Tuesday, November 09, 1999
'Anthrax' prank at Fernald triggers costly reaction
BY TIM BONFIELD
The Cincinnati Enquirer
Memo to office pranksters: Don't ever describe the goo at the bottom of an unwashed coffee cup as anthrax.
An apparent office joke at the former Fernald uranium processing plant near Ross rapidly escalated Monday into a full-scale emergency response to a possible bioterrorism incident. The false alarm involved no less than eight county, state and federal agencies and wasted several thousand taxpayer dollars.
Hey, jokesters, I want you to know this isn't something to fool around with, said Tim In gram, Hamilton County health commissioner. Any time we get a call like this, it has to be taken seriously. But when it's a prank, it means that what I came in to do today isn't getting done.
Starting about 7 a.m. Monday, a small army of emergency personnel scrambled into action because a Fernald worker found a coffee cup at an abandoned desk with a note attached saying Do not touch. Anthrax sample.
By 8:30 a.m. the incident had triggered responses from a Fernald internal security team, the U.S. Environmental Protection Agency, the Centers for Disease Control and Prevention, the FBI, the Ohio Department of Health, the Hamilton and Butler County health departments, the Hamilton Coun ty sheriff, and the Crosby Township Fire Department.

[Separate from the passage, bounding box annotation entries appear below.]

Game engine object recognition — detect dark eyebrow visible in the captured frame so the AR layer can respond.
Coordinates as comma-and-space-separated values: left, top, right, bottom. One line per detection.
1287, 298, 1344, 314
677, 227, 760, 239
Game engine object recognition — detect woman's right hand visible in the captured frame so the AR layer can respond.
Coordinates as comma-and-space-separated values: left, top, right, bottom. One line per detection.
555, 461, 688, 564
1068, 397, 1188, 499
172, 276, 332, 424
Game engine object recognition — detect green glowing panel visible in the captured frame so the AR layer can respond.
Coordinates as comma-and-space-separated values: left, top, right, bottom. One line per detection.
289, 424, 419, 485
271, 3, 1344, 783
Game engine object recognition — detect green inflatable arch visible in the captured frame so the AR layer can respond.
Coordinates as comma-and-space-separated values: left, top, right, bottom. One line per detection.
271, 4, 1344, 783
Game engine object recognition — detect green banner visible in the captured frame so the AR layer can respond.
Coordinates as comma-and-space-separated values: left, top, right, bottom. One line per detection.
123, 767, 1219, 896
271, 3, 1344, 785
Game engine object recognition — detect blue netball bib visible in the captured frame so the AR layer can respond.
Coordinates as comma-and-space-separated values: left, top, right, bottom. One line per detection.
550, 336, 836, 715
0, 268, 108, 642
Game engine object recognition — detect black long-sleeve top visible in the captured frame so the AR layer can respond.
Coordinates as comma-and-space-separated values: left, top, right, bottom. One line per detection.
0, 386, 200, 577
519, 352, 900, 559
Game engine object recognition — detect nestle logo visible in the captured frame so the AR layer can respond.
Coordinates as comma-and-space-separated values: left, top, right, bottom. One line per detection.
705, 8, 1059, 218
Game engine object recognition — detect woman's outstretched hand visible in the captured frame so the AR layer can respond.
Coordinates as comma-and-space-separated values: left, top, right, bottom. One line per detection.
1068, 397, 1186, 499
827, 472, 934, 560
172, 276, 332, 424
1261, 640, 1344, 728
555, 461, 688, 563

By 4 p.m., officials confirmed that a fungus growing in the cup did not contain any anthrax spores. Instead, an investigation was on to identify the prankster.
After everyone assembled at their rally points, the situation was spelled out, said Fernald spokesman Gary Stegner. People were asked, "If this is a joke, let us know.' No one did. So we had to treat it as a potential terrorist threat.
Should the prankster get caught, he or she has a good chance of getting fired. With no sign of serious harmful intent, federal charges are unlikely. But local officials could pursue state charges of inducing panic a misdemeanor that carries a maximum penalty of six months in jail and a $1,000 fine.